To assess the homing of systemically administered MSC at injured sites, in this experiment GFP was inserted by gene transfer into systemically administered MSC, and then the homing of MSC to injury sites confirmed by labeling the GFP. Also, in the co-administration of MP, MSC were demonstrated in the femur, a site of predilection of necrosis both with WB and immunostaining. However, in the absence of MP administration, MSC did not accumulate in any organ, and in contrast to the co-administration of MP, they were not expressed in the liver, kidney, lung, blood vessel, or vertebra. Previous investigations have confirmed that in rabbit osteonecrosis intraosseous injury occurs within 3–5 days after MP administration and is related to necrosis [1]. In the present experiment as well, distribution of MSC to the femur occurred within 3 days, thus making them adequate for the purpose of osteonecrosis prevention.
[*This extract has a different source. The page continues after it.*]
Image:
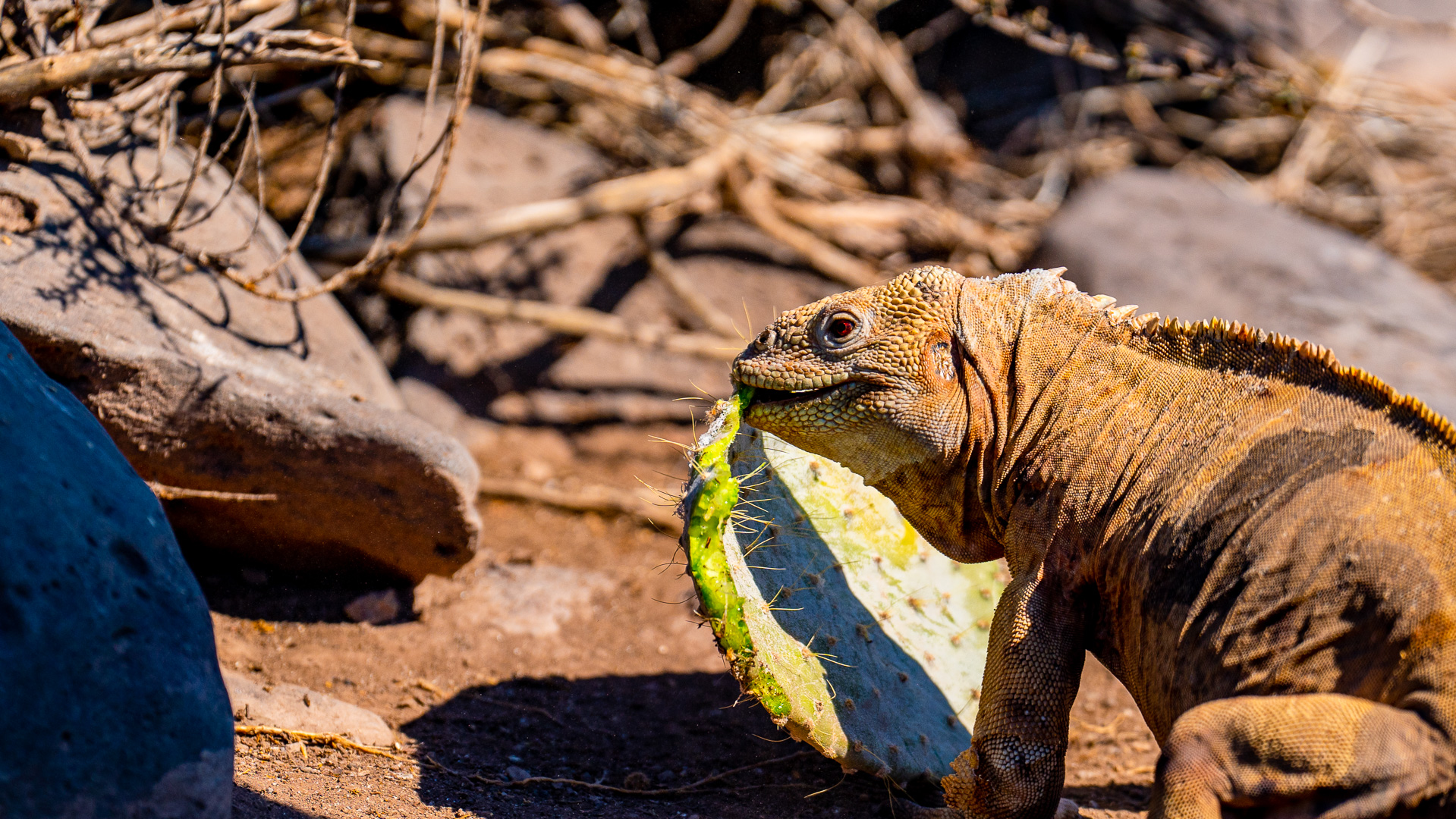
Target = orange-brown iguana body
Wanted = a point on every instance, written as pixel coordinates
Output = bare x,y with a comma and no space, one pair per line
1258,541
Since the underlying cause of osteonecrosis is speculated to be ischemia, and since MSC enhance the blood flow to ischemic tissues [28,29,30,31], it is reasonable to expect them to exert a considerable prophylactic effect against the development of osteonecrosis. In contrast, direct implantation of MSC at injured sites would be highly invasive and require specialized technique. The transvenous administration used in this study was easily performed and of low invasiveness. Thus if it can be demonstrated to be effective in preventing osteonecrosis, its ready clinical applicability will be a major advantage.

Conclusions

With transvenous MSC administration a significant prophylactic effect against glucocorticoid-associated osteonecrosis was found. This suggests that by taking advantage of the property of homing at the site of injury, the simple and low-invasive intravenous administration of MSC may succeed in preventing osteonecrosis, it might be also effective for clinical application.